Was her need to throw herself into fighting pain, injustice, and helplessness
her way of making the past bearable? Was her readiness to forgive born of her
own understanding of what it was to fail? She worked with all her strength at
Portpool Lane not only to meet a fraction of the women's needs but to answer
her own as well. Anything short of her whole heart in the battle could never be
enough for her. He was guarding her from the danger without because he was
afraid for himself-afraid of what losing her would mean. He was thinking of his
own sleepless nights, his imagination of her danger. All the time he was increasing
the danger within.

Impulsively he
reached across and put his hand over hers, holding her softly. After a moment
her fingers responded. He knew what that moment meant. It was the loss of
something inside her, which he had taken away. He would have to put it back as
soon as he could, however afraid he was for her or for himself without her.

Right now
Runcorn was climbing the twisting steps to the high, exposed witness stand.

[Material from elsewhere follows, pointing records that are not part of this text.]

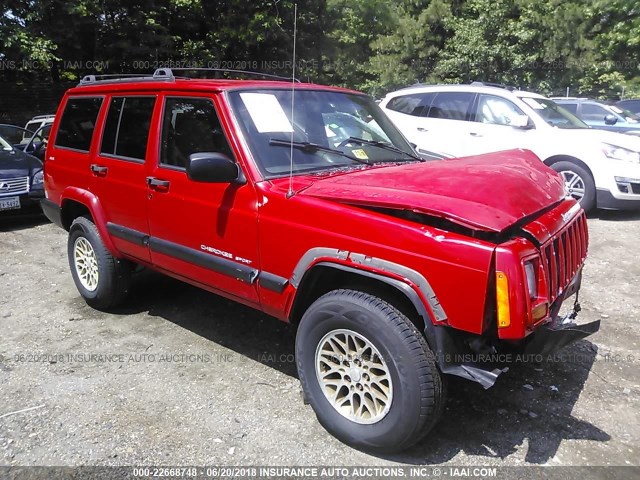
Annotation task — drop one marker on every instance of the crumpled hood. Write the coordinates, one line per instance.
(487, 192)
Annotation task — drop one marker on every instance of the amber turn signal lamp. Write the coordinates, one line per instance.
(502, 298)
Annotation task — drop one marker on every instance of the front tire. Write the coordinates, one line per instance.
(367, 372)
(578, 183)
(102, 280)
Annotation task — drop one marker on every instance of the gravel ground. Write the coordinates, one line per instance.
(183, 377)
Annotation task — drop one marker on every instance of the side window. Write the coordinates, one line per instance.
(594, 113)
(416, 104)
(451, 105)
(190, 125)
(78, 122)
(126, 130)
(497, 111)
(571, 107)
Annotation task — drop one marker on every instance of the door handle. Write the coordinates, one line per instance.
(158, 184)
(98, 169)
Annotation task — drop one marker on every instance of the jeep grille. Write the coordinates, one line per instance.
(564, 254)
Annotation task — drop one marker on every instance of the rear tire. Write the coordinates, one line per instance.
(102, 280)
(367, 372)
(578, 183)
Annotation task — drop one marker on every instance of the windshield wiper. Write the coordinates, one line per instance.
(383, 145)
(308, 147)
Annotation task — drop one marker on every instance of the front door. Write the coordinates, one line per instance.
(202, 232)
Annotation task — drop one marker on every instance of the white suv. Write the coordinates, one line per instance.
(600, 168)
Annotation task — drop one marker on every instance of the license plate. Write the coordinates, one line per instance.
(10, 203)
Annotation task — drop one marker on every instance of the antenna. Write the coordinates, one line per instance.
(291, 193)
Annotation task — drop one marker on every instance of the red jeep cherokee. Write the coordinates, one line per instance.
(309, 205)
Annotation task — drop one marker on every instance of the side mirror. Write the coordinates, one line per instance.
(213, 167)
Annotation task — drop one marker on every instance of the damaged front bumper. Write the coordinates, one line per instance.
(456, 356)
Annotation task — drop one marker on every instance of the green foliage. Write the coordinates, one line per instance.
(589, 46)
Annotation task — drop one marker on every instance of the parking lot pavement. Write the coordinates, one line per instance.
(183, 377)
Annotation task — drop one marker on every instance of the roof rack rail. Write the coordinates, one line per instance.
(119, 78)
(511, 88)
(168, 73)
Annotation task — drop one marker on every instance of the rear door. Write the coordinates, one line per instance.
(119, 172)
(445, 125)
(203, 232)
(499, 124)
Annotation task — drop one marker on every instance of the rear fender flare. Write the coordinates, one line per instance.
(91, 202)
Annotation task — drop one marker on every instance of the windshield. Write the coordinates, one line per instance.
(4, 145)
(554, 114)
(329, 130)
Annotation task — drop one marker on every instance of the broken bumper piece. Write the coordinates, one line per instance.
(546, 340)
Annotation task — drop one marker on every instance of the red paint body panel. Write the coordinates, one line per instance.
(256, 224)
(462, 190)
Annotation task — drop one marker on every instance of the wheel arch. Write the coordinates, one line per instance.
(77, 203)
(568, 158)
(324, 277)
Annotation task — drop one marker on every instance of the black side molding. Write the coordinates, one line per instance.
(128, 234)
(52, 211)
(222, 265)
(272, 282)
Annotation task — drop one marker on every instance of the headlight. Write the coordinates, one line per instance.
(532, 280)
(38, 178)
(620, 153)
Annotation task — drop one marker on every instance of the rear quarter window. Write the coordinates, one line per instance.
(78, 123)
(414, 105)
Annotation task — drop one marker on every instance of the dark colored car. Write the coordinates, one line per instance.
(33, 143)
(633, 105)
(602, 115)
(21, 182)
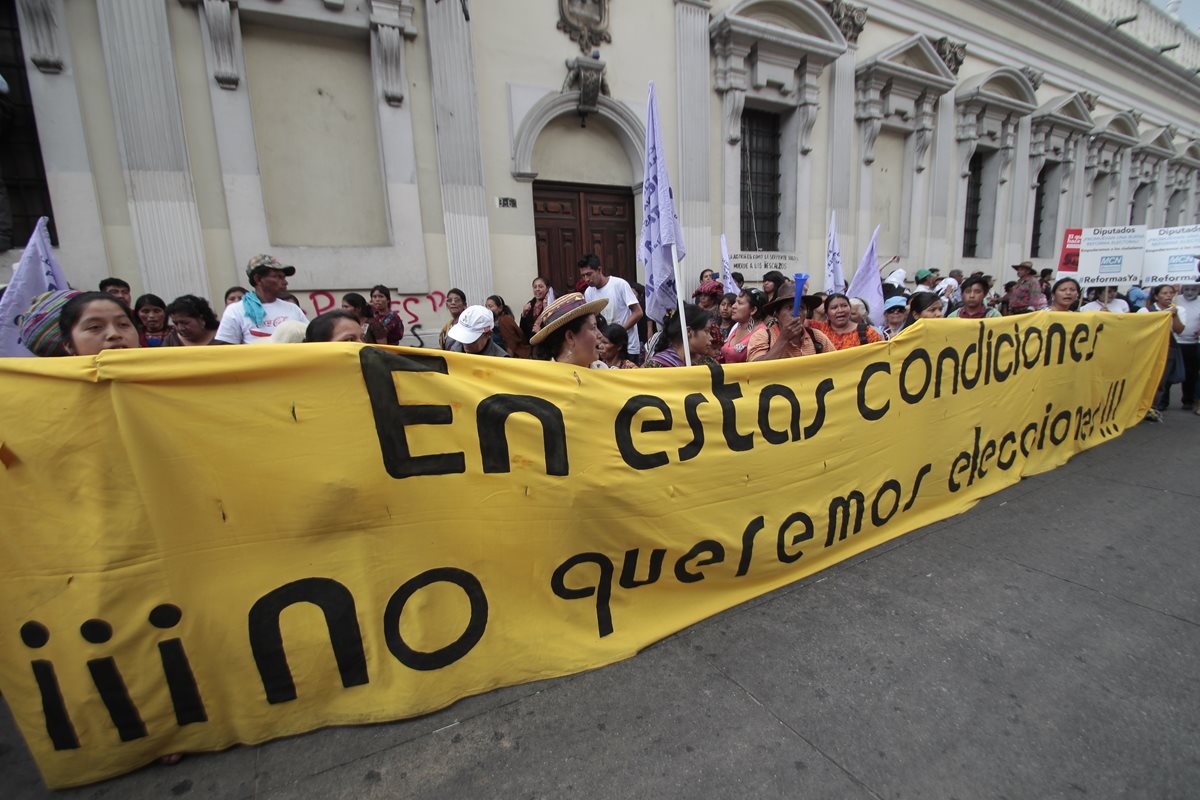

He
looked uncomfortable, in spite of the fact that he must have testified in court
countless times over the years. He was neatly dressed, even excessively
soberly, as if for church, his collar starched and too tight. He answered all
Rathbone's questions precisely, adding nothing. His voice was
uncharacteristically touched with grief, as if he too was thinking not of James
Havilland but of Mary.

Rathbone thanked
him and sat down.

Runcorn turned a
bleak face towards Mr. Dobie, counsel for the defense, who rose to his feet,
straightened his robes, and walked forward into the well of the court. He
looked up at the high witness stand with its steps and squinted a little at
Runcorn, as if uncertain exactly what he saw. He was a young man with a soft
face and a cloud of curly dark hair.